A year of opportunity: Iran

04 January 2008
Iran is not working on a nuclear weapons programme, but its enemies know for the first time that it had a programme up until the autumn of 2003 when work was suspended.

The new National Intelligence Estimate (NIE) from the US government, published at the beginning of December 2007, is seen as a great triumph by the Iranian government and President Mahmoud Ahmadinejad.

The collective judgement of all 16 US government intelligence agencies confirms Tehran’s official line that the country is not developing nuclear weapons technology.

Unfortunately for Ahmadinejad, the NIE goes further than other US intelligence documents in accusing the Iranians of working on a nuclear weapons programme until late 2003. Speaking after its release, US President George Bush said: “Iran was dangerous. Iran is dangerous. Iran will be dangerous if they have the knowledge necessary to make a nuclear weapon.”

Iran’s nuclear weapons programme, real or imagined, will continue to dominate the country’s relationship with the West and its Arab neighbours for the foreseeable future.

Ahmadinejad has made some conciliatory steps. The Iranian president used unusually mod-erate language to respond to the NIE. He said the release should be followed by “one or two other steps” that could “open the way to resolve fundamental problems in the region”.

Ahmadinejad suggested the US should recognise Iran’s right to enrich uranium as a further gesture. “The second step can be the nuclear issue,” he said.

Meanwhile, 3,000 centrifuge machines at Iran’s Natanz nuclear facility have been spinning since 2006. The Iranian government insists the centrifuges are being used to produce low-enriched uranium for its civilian nuclear energy programme. Iran’s enemies are not convinced.

The Russian contractor building the nuclear reactor at the much-delayed Bushehr power plant on the Gulf coast revealed on 20 Dec-ember 2007 that the plant would not be finished before 2009. The contractor, Atomstroyexport, sent the first shipment of Russian nuclear fuel to Bushehr on 17 December. The Russians will continue shipping fuel to the plant until at least the middle of February 2008, before work begins in earnest on the construction of the reactor.

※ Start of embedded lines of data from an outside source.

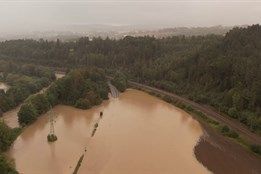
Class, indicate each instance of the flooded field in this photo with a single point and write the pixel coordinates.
(138, 133)
(4, 86)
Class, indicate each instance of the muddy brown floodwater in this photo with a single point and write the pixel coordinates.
(138, 133)
(10, 117)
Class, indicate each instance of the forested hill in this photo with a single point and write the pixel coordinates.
(222, 71)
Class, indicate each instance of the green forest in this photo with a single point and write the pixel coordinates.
(82, 88)
(220, 71)
(223, 72)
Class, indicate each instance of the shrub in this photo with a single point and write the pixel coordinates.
(256, 148)
(51, 138)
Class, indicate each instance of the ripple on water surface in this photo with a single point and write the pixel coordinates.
(137, 133)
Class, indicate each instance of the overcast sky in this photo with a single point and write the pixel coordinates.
(18, 15)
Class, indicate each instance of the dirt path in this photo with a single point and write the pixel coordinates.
(233, 124)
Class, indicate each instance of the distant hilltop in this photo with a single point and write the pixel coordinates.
(73, 32)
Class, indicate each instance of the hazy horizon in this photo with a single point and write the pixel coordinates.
(27, 16)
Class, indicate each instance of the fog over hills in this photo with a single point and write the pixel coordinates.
(24, 17)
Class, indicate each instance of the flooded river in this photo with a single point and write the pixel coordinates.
(10, 117)
(4, 86)
(138, 133)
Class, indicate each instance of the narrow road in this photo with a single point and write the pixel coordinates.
(233, 124)
(114, 91)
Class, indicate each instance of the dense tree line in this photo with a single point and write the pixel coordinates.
(82, 88)
(7, 137)
(120, 81)
(221, 71)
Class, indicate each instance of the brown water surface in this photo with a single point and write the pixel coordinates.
(4, 86)
(138, 133)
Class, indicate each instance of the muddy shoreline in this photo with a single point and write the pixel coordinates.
(221, 155)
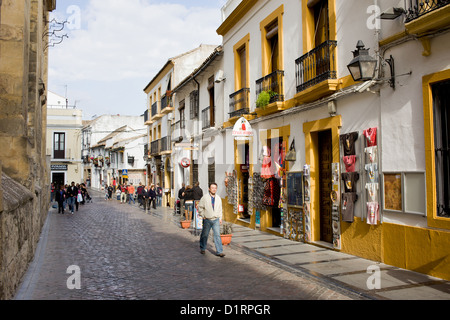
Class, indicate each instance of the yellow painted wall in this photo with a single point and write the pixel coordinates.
(418, 249)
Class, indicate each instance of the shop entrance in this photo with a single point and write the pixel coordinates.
(58, 179)
(244, 164)
(325, 160)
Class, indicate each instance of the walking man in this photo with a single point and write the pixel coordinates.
(72, 193)
(210, 209)
(131, 193)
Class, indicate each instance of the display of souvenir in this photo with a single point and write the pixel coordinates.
(295, 188)
(371, 137)
(348, 143)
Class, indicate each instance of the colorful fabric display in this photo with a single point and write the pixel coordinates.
(371, 136)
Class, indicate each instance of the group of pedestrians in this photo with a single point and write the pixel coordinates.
(147, 196)
(188, 195)
(209, 209)
(71, 195)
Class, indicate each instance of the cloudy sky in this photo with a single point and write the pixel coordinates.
(115, 47)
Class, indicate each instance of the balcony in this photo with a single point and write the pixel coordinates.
(424, 16)
(239, 107)
(207, 122)
(156, 112)
(239, 103)
(147, 121)
(178, 130)
(316, 73)
(273, 84)
(146, 153)
(166, 103)
(161, 146)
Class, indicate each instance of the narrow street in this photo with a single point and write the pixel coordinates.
(124, 253)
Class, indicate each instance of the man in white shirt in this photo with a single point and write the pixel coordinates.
(210, 209)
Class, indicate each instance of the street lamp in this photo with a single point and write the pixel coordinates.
(362, 67)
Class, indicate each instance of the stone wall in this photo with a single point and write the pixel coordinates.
(25, 177)
(19, 234)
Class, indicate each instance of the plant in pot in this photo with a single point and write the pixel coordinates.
(185, 223)
(263, 99)
(226, 232)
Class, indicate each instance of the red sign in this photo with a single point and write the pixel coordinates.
(185, 162)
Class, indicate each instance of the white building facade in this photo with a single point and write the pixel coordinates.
(96, 157)
(64, 124)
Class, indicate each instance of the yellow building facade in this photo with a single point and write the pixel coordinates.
(313, 106)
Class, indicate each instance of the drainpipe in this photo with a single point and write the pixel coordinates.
(191, 173)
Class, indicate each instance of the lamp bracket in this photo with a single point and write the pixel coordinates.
(390, 61)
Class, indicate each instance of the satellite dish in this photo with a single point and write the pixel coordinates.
(219, 77)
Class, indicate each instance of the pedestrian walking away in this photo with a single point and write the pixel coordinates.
(72, 193)
(60, 197)
(131, 193)
(152, 197)
(181, 196)
(210, 209)
(123, 195)
(158, 191)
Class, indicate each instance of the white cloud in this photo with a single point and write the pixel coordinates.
(121, 40)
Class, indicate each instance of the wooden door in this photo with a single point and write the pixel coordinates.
(325, 160)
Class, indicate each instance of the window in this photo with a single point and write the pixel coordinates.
(404, 192)
(211, 171)
(272, 42)
(441, 117)
(193, 99)
(182, 114)
(59, 147)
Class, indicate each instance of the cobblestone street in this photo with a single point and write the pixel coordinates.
(125, 253)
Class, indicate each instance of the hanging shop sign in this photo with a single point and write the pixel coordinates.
(242, 130)
(59, 167)
(185, 162)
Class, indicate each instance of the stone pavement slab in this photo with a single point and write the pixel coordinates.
(342, 269)
(124, 253)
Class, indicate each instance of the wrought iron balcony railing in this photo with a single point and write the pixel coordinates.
(316, 66)
(272, 83)
(161, 145)
(239, 102)
(207, 122)
(154, 109)
(417, 8)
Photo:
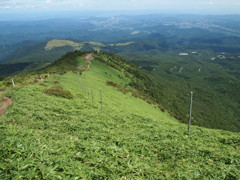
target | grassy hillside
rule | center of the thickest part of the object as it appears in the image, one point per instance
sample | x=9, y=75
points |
x=47, y=136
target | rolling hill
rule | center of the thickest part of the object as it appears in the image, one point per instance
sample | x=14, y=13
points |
x=88, y=119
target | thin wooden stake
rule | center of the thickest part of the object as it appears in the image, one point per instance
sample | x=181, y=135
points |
x=190, y=112
x=101, y=98
x=92, y=97
x=13, y=83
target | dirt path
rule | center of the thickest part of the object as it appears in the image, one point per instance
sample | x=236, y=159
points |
x=89, y=57
x=5, y=103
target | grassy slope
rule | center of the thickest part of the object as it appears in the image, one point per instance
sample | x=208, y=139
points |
x=52, y=138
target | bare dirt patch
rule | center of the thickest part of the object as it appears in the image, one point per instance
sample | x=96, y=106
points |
x=5, y=103
x=89, y=57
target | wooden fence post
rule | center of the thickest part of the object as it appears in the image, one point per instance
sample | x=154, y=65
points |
x=13, y=83
x=190, y=112
x=101, y=98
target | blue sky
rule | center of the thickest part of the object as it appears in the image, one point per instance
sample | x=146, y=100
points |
x=183, y=6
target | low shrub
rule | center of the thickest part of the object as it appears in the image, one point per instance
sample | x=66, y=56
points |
x=59, y=92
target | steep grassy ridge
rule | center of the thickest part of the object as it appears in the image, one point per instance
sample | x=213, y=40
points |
x=50, y=137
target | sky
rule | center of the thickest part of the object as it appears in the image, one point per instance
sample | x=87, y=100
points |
x=181, y=6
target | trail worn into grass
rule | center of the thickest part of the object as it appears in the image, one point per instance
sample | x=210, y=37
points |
x=6, y=102
x=89, y=57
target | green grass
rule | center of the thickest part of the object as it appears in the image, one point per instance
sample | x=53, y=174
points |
x=49, y=137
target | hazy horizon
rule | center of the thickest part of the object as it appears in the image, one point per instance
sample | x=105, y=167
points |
x=96, y=7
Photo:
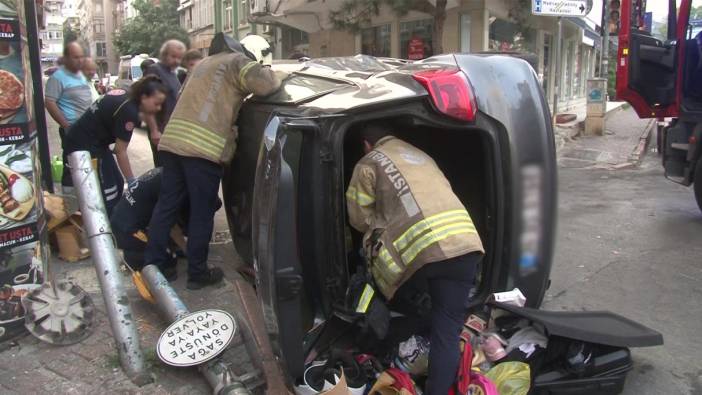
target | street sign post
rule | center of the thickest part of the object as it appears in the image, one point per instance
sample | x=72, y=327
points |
x=196, y=338
x=576, y=8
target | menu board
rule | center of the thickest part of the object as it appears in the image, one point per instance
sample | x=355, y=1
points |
x=23, y=236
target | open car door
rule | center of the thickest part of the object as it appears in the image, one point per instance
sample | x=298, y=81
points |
x=647, y=67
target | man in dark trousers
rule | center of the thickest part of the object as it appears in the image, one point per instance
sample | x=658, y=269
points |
x=199, y=139
x=130, y=220
x=170, y=56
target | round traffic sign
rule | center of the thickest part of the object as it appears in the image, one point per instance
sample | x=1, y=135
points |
x=196, y=338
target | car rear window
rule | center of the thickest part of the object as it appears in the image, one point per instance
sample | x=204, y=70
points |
x=298, y=88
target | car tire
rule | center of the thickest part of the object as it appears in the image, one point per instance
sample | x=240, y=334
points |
x=697, y=183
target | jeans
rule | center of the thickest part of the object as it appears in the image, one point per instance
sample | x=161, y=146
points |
x=448, y=283
x=184, y=178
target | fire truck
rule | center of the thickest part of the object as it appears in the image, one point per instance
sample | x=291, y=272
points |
x=661, y=77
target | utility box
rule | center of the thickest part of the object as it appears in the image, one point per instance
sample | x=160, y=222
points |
x=596, y=106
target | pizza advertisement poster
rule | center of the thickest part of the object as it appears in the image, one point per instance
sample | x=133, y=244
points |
x=19, y=190
x=15, y=82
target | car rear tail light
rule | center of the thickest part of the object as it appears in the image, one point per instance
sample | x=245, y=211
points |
x=450, y=91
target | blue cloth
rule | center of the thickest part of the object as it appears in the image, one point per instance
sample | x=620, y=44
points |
x=184, y=177
x=71, y=92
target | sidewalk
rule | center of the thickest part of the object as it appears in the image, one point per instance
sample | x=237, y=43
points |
x=624, y=142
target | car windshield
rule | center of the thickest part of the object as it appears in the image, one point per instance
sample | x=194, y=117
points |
x=300, y=87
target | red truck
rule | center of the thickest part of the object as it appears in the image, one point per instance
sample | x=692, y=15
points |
x=661, y=77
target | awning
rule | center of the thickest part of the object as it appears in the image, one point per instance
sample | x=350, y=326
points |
x=309, y=16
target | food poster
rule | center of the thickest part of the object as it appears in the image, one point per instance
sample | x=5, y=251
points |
x=23, y=236
x=16, y=94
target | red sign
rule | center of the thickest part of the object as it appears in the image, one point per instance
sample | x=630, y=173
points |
x=416, y=49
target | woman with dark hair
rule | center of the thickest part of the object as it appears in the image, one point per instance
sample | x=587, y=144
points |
x=111, y=120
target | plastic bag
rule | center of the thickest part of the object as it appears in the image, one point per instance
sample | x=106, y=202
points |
x=511, y=378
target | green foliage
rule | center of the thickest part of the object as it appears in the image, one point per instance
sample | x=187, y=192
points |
x=69, y=35
x=153, y=25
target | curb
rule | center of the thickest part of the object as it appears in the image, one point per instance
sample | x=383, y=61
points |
x=640, y=149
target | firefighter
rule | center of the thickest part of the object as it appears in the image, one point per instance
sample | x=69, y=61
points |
x=198, y=140
x=416, y=231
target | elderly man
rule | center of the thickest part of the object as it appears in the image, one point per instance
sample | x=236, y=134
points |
x=199, y=139
x=190, y=60
x=170, y=56
x=89, y=71
x=68, y=95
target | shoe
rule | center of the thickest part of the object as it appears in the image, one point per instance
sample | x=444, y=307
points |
x=210, y=277
x=170, y=273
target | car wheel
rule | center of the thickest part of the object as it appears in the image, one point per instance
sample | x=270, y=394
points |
x=698, y=183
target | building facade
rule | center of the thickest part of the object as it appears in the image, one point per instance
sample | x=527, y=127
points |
x=52, y=34
x=97, y=27
x=470, y=26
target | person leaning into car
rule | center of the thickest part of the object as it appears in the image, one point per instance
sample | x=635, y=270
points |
x=199, y=138
x=416, y=232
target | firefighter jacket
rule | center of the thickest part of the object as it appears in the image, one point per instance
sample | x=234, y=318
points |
x=399, y=198
x=202, y=123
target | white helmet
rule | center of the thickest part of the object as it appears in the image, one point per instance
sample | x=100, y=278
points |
x=259, y=48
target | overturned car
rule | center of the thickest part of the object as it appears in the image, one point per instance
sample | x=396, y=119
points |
x=483, y=119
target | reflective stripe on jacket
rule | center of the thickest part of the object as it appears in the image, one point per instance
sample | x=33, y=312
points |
x=202, y=124
x=404, y=204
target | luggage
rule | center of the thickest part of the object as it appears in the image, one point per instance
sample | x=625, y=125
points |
x=587, y=352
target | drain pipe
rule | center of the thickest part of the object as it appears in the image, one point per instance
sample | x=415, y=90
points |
x=102, y=246
x=172, y=308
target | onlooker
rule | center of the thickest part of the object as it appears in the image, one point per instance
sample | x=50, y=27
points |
x=89, y=71
x=68, y=96
x=170, y=56
x=198, y=141
x=145, y=65
x=190, y=60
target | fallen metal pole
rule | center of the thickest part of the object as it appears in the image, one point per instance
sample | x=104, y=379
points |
x=216, y=372
x=104, y=251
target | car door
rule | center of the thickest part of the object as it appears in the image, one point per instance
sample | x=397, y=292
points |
x=275, y=247
x=648, y=66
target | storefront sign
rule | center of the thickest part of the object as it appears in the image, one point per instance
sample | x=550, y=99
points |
x=196, y=338
x=560, y=7
x=416, y=49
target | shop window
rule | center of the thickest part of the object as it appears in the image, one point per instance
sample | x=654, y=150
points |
x=227, y=15
x=465, y=33
x=243, y=12
x=511, y=37
x=375, y=41
x=415, y=39
x=546, y=65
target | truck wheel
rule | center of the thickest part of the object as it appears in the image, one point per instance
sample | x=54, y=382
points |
x=698, y=183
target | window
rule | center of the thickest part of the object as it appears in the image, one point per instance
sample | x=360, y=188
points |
x=375, y=41
x=100, y=49
x=546, y=65
x=465, y=33
x=227, y=15
x=508, y=36
x=244, y=12
x=415, y=39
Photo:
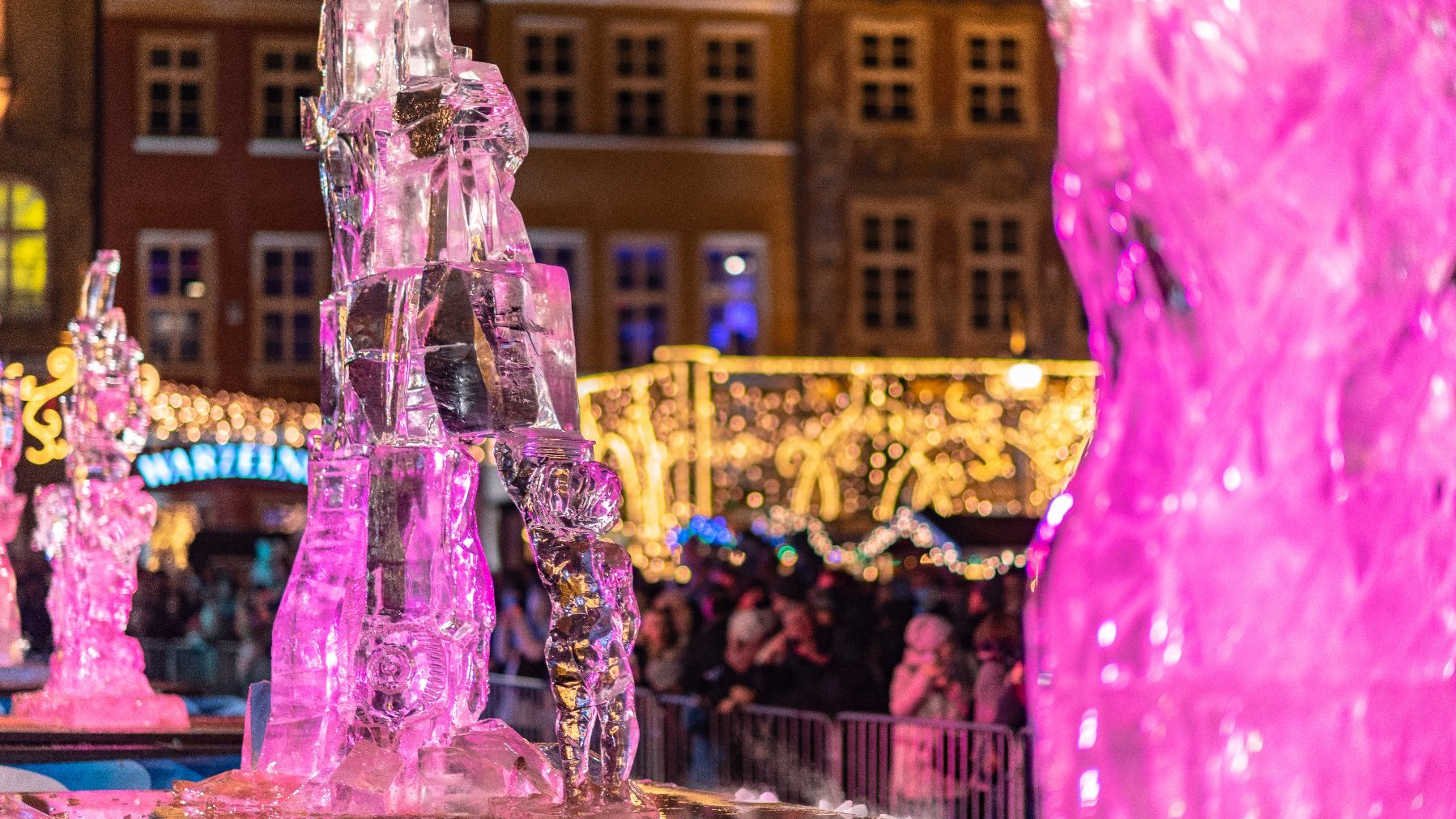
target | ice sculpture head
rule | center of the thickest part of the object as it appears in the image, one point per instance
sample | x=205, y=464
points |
x=576, y=496
x=107, y=417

Tehran claims that the facility will be operating at half capacity by the middle of the year. The development would leave the US and the other members of the UN Security Council - France and the UK - that have been pushing for sanctions to stop the Iranians from enriching any more uranium with few choices.

The first option will be to lobby the other Security Council members to apply harsher sanctions against key Iranian companies. The second will be to use diplomacy to stop Iran from using the Natanz centrifuges to produce weapons-grade uranium. The most radical option, military action, appears off the agenda for now.